Parents with a positive, modern, liberal approach to child-rearing would be horrified by the "keep kids in their place" school of thought; parents with a more robust, decisive, controlling approach undoubtedly think this weak-kneed and wet.
There are situations when you long to speak your mind. Which of us has not twitched to tell the parent of a badly behaved three-year-old to get a grip and stop them disrupting all about them - instead of gritting our teeth and murmuring "gosh, you're so patient".
Or who hasn't wanted to leap to the defence of a child who is being ill-treated by a parent in public? One friend recalls an incident in a restaurant in which an overbearing father reduced the tables around him to an unhappy silence as he openly berated his seemingly inoffensive 10-year-old son: "You always cause trouble, why can't you be like your brother . . . You're stupid . . ." etc.
Should somebody have said something to the father? If you see a parent cuffing a two-year-old around the head in public, as I did recently in McDonald's, should you speak up? Most of us do what comes naturally - which is to keep out of other people's business, even if we feel badly for a child.

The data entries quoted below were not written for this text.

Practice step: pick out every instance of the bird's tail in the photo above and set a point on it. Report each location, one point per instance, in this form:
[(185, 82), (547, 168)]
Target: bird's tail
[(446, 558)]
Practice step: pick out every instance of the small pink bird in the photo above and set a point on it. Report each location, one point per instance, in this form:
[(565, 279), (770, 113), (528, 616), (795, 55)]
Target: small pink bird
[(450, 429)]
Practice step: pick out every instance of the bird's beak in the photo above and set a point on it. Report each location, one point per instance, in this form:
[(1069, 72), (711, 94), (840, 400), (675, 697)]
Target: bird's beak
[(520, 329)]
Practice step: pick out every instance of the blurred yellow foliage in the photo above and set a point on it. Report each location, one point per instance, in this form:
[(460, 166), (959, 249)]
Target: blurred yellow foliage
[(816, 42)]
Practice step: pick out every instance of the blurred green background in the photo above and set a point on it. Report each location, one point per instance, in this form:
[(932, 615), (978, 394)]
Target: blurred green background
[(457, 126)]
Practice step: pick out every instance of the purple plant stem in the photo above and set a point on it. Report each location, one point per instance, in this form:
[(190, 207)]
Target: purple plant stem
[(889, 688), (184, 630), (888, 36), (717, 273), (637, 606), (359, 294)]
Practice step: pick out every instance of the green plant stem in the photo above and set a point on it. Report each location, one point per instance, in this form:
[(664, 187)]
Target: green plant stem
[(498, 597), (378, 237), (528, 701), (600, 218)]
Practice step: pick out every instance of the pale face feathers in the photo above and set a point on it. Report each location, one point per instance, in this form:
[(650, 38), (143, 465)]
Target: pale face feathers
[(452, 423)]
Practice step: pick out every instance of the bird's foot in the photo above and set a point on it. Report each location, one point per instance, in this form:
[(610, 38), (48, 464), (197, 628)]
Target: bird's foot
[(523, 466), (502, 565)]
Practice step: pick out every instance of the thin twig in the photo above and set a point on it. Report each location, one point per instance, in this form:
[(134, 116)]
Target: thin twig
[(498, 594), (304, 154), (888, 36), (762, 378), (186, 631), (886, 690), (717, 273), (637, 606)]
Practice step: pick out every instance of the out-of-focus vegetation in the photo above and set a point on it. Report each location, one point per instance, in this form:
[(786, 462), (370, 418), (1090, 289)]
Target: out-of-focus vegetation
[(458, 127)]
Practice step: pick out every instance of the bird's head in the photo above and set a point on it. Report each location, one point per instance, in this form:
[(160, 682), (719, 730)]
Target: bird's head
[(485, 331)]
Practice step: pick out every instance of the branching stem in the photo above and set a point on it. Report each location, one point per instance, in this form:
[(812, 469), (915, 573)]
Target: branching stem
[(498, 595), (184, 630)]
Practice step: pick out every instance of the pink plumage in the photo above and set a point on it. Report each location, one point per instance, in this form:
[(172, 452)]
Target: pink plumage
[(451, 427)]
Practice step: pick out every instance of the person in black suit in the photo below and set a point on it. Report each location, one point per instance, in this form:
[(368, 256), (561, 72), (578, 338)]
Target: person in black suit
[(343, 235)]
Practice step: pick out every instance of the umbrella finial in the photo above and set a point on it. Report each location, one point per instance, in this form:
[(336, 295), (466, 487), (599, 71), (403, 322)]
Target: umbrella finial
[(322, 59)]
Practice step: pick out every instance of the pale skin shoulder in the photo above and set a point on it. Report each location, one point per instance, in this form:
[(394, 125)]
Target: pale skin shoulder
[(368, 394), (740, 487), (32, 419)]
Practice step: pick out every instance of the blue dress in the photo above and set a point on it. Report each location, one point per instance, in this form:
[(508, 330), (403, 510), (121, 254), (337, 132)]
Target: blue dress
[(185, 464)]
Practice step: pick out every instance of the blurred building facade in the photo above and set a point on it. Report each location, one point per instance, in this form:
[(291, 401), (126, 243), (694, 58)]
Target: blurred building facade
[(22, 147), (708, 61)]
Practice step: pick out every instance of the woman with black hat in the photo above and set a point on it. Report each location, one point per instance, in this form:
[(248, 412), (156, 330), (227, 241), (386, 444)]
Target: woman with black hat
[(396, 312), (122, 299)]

AT THE VERY LEAST, this kind of incident is useful in making us examine our own parental behaviour: sometimes the only difference between those parents and us is their unselfconsciousness about behaving like this in public.
Quite a few of us turn from street angels into house-devil parents. It can be a corrective shock to realise that, from our children's perspective, we sound, we are, just like those "bad" parents.
Yes, you can learn a lot just by watching. But watch out - another parent might be watching you.